India’s Drugs Technical Advisory Board (DTAB) has long expressed concerns over growing import of bulk drugs and over the challenges in ensuring the quality of the imported drugs. Hence, it came as no surprise when earlier this month (June 2016) the DTAB endorsed the Ministry of Health and Family Welfare’s (MoHFW) decision to increase customs duty on import of bulk drugs (APIs).
This also comes in the backdrop of India’s excessive reliance on China for its bulk drug requirement (including that for essential medicines) — ~70% of India’s bulk drugs come from China.
Chinese imports have already driven some Indian producers of bulk drugs (e.g. penicillin) out of business, and there are fears that Chinese producers may hike prices after destroying competition. China’s import influence is so strong that any event (such as Beijing Olympics of 2008 when several bulk drug plants in China were shut down to control pollution) could trigger tightening of supply to India, thus impacting domestic production.
The feeling in Indian government bodies is that unless China’s influence on India’s bulk drugs industry is curtailed, it might severely impact domestic growth prospects. By increasing customs duty, MoHFW’s aims (and hopes) to de-incentivize imports and create a level-playing field for domestic manufacturers of bulk drugs.
While DTAB’s move is welcomed by certain sections of India’s pharmaceuticals industry, the fact of the matter is that China still enjoys about 30-40% cost advantage vis-à-vis India in bulk drug manufacturing, making it a preferred import source, especially for manufacturers of essential medicines intending to save margins due to caps in retail pricing. It is unlikely that this advantage will change soon enough for India’s bulk drug industry to become self-sufficient.
In recent years, the Indian bulk drug industry has seen robust growth opportunities on account of off-patenting of several blockbuster drugs. The Associated Chambers of Commerce & Industry of India (ASSOCHAM) expects the bulk drugs industry to record a 12-14% CAGR growth during 2016-2019, driven by demand from manufacturers of off-patent drugs. So, while this move of increasing customs duty might boost growth of the local bulk drugs industry, this is only a small step towards promoting domestic production of bulk drugs.

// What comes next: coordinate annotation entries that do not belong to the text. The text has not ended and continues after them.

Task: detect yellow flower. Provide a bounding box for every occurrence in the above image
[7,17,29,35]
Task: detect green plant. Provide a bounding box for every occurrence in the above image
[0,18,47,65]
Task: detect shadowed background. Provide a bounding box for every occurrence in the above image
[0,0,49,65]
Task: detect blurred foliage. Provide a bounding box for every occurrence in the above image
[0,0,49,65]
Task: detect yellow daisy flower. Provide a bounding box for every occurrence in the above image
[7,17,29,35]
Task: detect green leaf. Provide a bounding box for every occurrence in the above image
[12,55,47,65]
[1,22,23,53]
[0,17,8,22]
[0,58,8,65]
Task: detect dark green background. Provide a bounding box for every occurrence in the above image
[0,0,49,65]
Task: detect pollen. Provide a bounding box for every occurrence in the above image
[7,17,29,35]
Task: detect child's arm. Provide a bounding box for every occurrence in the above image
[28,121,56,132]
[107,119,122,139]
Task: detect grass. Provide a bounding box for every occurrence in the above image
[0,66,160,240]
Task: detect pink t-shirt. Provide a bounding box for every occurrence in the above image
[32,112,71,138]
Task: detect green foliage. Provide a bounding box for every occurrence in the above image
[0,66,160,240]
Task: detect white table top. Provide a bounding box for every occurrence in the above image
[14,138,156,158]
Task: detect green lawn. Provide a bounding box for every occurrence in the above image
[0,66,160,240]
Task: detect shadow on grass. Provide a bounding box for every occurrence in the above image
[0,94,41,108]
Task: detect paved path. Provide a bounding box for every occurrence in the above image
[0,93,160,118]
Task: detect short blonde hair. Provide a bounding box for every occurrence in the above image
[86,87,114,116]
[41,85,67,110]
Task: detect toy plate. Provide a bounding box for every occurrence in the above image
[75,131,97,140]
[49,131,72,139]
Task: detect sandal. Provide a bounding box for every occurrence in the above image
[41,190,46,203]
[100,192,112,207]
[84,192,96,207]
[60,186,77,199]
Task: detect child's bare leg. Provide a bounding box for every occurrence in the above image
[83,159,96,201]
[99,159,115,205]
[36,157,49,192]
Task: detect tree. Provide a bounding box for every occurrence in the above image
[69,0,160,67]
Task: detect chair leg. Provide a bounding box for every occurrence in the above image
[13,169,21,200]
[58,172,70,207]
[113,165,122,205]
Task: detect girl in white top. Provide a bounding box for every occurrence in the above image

On their part, India’s bulk drug manufacturers need to decide the basis of competition (specifically with their Chinese counterparts) i.e. cost vs. quality, niche vs. general formulations, regulated (markets with strict regulatory requirements and strong IP regime) vs. semi-regulated markets. Indian manufacturers stand a better chance by playing to their strength and focusing on developing quality products for regulated markets.
Government intervention is also required in the form of incentives, as recommended by the Katoch Committee (established in 2013 to look in to bulk drug industry issues), e.g. tax holidays, land for manufacturing at affordable rates, soft loans, etc., to enable cost-competitive domestic manufacturing. In December 2015, the government vowed to implement the Katoch Committee recommendations within 100 days (i.e. by April 2016). Since then there is no news (on public domain) regarding any development on this front.
It would be an overstatement to say that time is running out for the Indian bulk drugs industry. However, a time-bound action is the need of the hour to compete with China, which has a first-mover advantage (as far as favorable policies and pricing are concerned).